Osteosarcoma is the most common bone tumor in dogs and typically afflicts middle-age large and giant breed dogs such as Irish Wolfhounds, Greyhounds, German Shepherds, Rottweilers, Doberman Pinschers and Great Danes. It has a ten times greater incidence in dogs than humans.[3] A hereditary base has been shown in St. Bernard dogs.[4] Spayed/neutered dogs have twice the risk of intact ones to develop osteosarcoma.[5] Infestation with the parasite Spirocerca lupi can cause osteosarcoma of the esophagus.[6]
The most commonly affected bones are the proximal humerus, the distal radius, the distal femur, and the tibia,[7] following the basic premise "far from the elbow, close to the knee". Other sites include the ribs, the mandible, the spine, and the pelvis. Rarely, osteosarcoma may arise from soft-tissues (extraskeletal osteosarcoma). Metastasis of tumors involving the limb bones is very common, usually to the lungs. The tumor causes a great deal of pain, and can even lead to fracture of the affected bone.

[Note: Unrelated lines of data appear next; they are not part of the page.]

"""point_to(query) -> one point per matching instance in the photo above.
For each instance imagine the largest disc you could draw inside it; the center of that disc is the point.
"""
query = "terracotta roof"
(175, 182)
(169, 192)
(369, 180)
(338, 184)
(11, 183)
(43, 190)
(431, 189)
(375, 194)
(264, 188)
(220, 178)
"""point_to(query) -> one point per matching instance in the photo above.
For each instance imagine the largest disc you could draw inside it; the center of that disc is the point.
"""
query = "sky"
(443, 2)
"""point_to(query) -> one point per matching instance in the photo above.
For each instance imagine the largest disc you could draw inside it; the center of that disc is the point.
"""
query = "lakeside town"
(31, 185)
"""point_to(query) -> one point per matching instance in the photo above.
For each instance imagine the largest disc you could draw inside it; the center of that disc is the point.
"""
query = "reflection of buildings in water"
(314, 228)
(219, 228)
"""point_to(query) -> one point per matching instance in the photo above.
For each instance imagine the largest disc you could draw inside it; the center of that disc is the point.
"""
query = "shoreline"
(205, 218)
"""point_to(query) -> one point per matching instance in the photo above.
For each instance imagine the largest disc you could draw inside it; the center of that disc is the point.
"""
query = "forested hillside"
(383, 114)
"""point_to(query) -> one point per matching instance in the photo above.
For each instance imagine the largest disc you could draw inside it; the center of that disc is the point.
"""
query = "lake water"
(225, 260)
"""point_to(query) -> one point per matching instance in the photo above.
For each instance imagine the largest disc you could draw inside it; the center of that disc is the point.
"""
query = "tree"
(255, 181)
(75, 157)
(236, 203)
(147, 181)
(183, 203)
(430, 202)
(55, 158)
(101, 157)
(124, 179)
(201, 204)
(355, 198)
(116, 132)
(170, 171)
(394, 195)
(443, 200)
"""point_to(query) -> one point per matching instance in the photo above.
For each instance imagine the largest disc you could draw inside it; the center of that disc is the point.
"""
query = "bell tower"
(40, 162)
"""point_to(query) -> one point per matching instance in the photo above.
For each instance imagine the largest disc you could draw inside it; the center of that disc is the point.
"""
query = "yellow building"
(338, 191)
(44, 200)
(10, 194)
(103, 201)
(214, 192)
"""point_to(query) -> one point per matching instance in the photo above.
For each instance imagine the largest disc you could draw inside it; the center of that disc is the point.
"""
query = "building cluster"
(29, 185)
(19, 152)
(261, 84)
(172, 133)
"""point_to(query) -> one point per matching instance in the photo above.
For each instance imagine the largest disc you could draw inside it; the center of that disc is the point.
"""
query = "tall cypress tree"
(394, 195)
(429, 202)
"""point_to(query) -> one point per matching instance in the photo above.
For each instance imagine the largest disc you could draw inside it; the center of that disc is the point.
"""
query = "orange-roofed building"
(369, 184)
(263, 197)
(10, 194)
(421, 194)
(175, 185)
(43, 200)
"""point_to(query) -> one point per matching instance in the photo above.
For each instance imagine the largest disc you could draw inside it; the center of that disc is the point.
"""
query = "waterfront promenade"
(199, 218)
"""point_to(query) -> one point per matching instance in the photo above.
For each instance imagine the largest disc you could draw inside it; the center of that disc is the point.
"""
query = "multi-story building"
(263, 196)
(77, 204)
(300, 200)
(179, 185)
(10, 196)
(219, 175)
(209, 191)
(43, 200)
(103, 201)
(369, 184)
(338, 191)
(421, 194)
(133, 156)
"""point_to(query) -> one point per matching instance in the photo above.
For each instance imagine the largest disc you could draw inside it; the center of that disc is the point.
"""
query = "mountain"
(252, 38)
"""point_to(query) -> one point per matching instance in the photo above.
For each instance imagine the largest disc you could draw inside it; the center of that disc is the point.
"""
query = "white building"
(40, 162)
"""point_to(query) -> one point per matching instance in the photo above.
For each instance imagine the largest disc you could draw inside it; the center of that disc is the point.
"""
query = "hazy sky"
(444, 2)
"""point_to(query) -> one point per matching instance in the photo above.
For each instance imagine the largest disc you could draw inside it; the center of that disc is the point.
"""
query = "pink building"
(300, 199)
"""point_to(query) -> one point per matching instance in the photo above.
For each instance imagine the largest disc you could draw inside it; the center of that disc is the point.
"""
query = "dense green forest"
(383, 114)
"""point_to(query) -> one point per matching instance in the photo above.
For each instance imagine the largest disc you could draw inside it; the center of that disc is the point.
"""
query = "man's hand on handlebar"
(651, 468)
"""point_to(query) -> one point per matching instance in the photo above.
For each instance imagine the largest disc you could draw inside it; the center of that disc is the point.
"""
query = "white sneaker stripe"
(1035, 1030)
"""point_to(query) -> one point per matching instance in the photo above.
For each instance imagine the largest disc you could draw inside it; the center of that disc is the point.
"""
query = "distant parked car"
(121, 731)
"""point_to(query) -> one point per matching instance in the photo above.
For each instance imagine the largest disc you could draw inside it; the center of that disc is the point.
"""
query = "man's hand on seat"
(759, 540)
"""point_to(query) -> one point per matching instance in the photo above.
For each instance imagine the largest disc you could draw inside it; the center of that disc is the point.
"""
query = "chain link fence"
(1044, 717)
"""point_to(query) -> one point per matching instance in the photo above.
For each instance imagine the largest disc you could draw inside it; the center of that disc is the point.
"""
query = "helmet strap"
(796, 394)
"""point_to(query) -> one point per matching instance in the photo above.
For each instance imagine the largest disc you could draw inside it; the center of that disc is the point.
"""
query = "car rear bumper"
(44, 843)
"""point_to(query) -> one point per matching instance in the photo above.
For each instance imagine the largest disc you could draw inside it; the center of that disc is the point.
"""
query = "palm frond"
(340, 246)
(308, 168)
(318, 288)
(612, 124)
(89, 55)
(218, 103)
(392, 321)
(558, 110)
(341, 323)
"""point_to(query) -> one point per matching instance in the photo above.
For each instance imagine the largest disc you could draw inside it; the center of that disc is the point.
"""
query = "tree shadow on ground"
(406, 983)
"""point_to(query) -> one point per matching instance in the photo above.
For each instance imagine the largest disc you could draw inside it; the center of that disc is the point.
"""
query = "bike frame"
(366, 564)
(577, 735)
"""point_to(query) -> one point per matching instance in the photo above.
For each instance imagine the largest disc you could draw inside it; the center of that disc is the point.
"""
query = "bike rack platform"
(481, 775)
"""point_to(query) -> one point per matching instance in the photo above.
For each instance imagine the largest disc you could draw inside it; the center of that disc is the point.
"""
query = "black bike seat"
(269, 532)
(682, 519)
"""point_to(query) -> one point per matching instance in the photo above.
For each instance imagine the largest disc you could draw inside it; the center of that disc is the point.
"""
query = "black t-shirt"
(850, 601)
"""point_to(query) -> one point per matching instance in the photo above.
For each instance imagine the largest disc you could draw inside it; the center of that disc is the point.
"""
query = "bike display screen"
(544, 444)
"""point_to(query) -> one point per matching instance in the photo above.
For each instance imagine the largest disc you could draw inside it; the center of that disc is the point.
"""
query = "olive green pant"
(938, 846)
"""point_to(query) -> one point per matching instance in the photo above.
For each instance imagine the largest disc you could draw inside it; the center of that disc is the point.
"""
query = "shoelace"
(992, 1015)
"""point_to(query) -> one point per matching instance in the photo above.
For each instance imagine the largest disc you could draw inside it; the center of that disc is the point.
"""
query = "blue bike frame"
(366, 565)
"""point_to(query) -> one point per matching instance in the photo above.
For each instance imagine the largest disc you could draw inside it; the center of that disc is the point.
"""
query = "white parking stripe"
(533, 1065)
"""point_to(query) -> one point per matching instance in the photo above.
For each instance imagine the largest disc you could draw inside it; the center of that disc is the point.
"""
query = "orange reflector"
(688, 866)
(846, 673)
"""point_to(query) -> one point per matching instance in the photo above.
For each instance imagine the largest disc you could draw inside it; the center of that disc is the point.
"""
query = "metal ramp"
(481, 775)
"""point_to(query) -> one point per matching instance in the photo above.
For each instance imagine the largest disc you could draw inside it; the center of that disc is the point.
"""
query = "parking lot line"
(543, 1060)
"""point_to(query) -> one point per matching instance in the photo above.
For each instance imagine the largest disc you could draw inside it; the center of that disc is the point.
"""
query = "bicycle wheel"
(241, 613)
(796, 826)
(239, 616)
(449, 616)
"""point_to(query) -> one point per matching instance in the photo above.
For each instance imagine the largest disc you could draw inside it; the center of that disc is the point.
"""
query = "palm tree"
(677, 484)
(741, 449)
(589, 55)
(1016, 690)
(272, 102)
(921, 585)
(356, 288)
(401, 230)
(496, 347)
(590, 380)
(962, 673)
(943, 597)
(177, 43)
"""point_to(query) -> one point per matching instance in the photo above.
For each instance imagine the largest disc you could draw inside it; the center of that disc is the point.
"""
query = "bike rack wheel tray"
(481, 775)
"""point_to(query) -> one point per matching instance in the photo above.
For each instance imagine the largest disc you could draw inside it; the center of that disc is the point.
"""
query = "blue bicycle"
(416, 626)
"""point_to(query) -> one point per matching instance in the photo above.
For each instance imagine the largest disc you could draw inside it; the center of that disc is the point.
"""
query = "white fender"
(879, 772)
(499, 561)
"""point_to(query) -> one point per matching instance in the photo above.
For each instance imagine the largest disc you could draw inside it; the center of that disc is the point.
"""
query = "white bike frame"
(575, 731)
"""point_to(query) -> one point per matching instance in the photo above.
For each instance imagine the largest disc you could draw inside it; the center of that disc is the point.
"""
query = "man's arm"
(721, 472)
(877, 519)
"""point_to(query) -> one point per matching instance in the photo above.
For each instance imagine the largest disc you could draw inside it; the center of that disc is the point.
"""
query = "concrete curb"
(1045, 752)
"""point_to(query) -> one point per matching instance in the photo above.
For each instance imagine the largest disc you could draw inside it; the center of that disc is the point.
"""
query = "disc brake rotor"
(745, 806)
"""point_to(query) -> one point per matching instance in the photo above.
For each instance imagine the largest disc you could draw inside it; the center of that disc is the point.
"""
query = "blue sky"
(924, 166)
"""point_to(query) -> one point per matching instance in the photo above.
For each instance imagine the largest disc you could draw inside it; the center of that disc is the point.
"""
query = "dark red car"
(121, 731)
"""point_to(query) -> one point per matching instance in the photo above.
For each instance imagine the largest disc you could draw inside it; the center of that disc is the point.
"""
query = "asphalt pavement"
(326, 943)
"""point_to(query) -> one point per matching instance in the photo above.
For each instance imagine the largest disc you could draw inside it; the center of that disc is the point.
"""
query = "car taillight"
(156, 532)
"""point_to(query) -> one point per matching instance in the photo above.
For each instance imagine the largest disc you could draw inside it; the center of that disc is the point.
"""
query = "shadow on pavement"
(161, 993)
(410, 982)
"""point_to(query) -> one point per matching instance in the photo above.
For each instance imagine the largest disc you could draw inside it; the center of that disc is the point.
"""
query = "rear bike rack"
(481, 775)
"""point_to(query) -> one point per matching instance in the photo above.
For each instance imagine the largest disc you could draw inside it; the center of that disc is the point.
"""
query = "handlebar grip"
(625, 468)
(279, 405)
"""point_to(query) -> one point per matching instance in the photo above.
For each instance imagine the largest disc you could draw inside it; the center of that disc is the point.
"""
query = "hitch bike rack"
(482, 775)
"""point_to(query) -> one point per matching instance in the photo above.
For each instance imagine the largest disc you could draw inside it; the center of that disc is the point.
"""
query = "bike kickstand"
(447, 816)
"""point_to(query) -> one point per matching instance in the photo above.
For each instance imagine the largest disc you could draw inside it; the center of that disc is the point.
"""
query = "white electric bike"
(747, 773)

Amputation of the leg is the initial treatment, although this alone will not prevent metastasis. Chemotherapy combined with amputation improves the survival time, but most dogs still die within a year.[7] There are surgical techniques designed to save the leg (limb-sparing procedures), but they do not improve the prognosis. One key difference between osteosarcoma in dogs and humans is that the cancer is far more likely to spread to the lungs in dogs.
Some current studies indicate that osteoclast inhibitors such as alendronate and pamidronate may have beneficial effects on the quality of life by reducing osteolysis, thus reducing the degree of pain as well as the risk of pathological fractures.[8]
Osteosarcoma is also the most common bone tumor in the cat, although not as frequently encountered, and most typically affects the rear legs. The cancer is less aggressive in cats than in dogs, and therefore amputation alone can lead to a significant survival time.[7]